Acute le analisi sul fenomeno dei «signori della guerra» (warlordismo, da warlord), risposta socio-antropologica alla decomposizione della società tradizionale. È il caso complesso della Repubblica Democratica del Congo ma anche del conflitto ivoriano, ampiamente descritti nel libro. Una questione decisiva è quella della privatizzazione della guerra avvenuta anche in Africa. Nella maggior parte dei casi, i protagonisti dei conflitti non sono gli eserciti regolari, ma i contractor e le milizie private che assoldano giovani, “cadetti sociali” (gli ultimi della scala sociale) che, in tempi di crisi e grandi trasformazioni, per emergere in una società che non li considera, troppo spesso prendono le armi.

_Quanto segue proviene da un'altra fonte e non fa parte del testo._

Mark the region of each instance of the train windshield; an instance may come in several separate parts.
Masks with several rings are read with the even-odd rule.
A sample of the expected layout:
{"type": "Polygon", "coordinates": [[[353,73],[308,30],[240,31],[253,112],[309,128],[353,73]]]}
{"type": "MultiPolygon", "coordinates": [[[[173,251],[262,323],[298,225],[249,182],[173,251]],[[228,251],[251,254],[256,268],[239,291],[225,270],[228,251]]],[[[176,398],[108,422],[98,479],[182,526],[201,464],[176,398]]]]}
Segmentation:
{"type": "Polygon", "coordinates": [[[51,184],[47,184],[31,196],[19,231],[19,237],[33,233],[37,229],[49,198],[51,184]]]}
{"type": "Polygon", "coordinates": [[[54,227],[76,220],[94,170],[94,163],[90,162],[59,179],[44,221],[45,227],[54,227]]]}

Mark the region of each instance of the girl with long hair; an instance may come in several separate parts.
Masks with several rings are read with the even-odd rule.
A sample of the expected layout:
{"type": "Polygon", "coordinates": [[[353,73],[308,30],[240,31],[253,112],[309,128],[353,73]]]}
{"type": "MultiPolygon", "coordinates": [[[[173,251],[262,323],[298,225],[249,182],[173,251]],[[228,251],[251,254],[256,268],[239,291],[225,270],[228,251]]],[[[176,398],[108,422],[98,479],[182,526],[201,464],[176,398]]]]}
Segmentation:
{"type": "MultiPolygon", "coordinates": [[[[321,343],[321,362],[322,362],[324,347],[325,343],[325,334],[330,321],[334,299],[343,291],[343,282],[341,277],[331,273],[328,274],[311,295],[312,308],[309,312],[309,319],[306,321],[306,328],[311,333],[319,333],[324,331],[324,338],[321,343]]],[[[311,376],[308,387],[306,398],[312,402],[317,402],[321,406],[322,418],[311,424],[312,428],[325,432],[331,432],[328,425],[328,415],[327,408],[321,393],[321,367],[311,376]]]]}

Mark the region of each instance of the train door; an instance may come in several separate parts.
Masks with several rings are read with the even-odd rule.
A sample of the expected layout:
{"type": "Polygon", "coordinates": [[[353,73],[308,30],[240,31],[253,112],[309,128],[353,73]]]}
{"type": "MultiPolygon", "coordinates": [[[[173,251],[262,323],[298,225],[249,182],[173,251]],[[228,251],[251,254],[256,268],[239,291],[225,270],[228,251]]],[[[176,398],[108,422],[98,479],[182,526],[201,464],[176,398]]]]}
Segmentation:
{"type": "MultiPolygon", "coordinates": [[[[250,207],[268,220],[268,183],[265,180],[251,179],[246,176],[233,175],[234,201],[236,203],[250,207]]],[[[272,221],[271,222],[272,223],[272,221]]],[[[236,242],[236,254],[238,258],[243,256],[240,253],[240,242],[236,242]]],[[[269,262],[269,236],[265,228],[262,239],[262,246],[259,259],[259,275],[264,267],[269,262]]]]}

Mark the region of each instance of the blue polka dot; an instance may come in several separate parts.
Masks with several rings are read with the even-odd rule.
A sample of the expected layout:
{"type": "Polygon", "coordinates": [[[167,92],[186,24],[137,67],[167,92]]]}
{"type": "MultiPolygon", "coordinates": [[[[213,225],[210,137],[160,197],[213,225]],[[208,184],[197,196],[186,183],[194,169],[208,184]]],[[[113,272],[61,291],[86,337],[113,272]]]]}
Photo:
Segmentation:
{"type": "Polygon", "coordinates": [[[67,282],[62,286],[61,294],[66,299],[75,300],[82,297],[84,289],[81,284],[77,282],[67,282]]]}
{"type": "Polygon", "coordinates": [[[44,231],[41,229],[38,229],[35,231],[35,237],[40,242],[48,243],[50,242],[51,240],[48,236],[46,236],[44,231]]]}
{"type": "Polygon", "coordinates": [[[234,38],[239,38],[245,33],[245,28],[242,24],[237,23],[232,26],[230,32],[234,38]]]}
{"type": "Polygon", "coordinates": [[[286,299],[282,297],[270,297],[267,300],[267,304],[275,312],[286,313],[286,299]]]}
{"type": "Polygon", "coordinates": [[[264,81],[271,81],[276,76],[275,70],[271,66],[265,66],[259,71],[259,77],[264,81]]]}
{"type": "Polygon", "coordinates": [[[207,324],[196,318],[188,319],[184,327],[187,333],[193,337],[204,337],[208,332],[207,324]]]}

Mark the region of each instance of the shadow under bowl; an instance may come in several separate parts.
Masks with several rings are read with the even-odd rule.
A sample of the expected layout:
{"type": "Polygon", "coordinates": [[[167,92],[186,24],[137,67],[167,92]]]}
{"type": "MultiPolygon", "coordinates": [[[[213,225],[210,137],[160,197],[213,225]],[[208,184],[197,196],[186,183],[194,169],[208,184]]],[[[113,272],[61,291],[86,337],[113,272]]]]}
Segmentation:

Giro ci aiuta a comprendere come sia stato possibile per milizie, ribellioni, e in qualche caso anche eserciti ufficiali, continuare a «vivere di guerra senza la guerra», trasformando i «gruppi armati in bande dedite ad altri tipi di traffici o con funzioni di provider di sicurezza, sempre pronti però a tornare a rivestire le sembianze e le ragioni originarie».

Come in Medio Oriente, anche in Africa il prodotto «islam radicale» e jihadista può essere analizzato quale grammatica della rivolta per giovani senza più etnia e famiglia, espulsi dalla società tradizionale che non ha più nulla da offrire loro, proprio come è avvenuto parallelamente in altri ambiti religiosi. Fenomeno che l’autore ha ben tratteggiato in altri volumi. Tale «neo-islam» – analizza Giro – sviluppa frequentemente profonde contraddizioni interne nella società musulmana: «divide le famiglie, si oppone alla tradizione ed è spesso considerato un devastatore della società. In sostanza la scelta per le armi dei giovani africani dipende dalla necessità di trovare un diverso ordine sociale dentro il caos, assieme alla scoperta di una nuova via per emergere in una società che non li considera più. È il destino dei «cadetti sociali» (gli ultimi della scala sociale) in tempi di crisi e di grandi trasformazioni». Arruolarsi con i seguaci di Boko Haram o simili raggruppamenti con al Qaeda nel deserto del Sahara diviene l’opzione valida laddove non c’è altra prospettiva. L’unica alternativa rimane altrimenti l’emigrazione.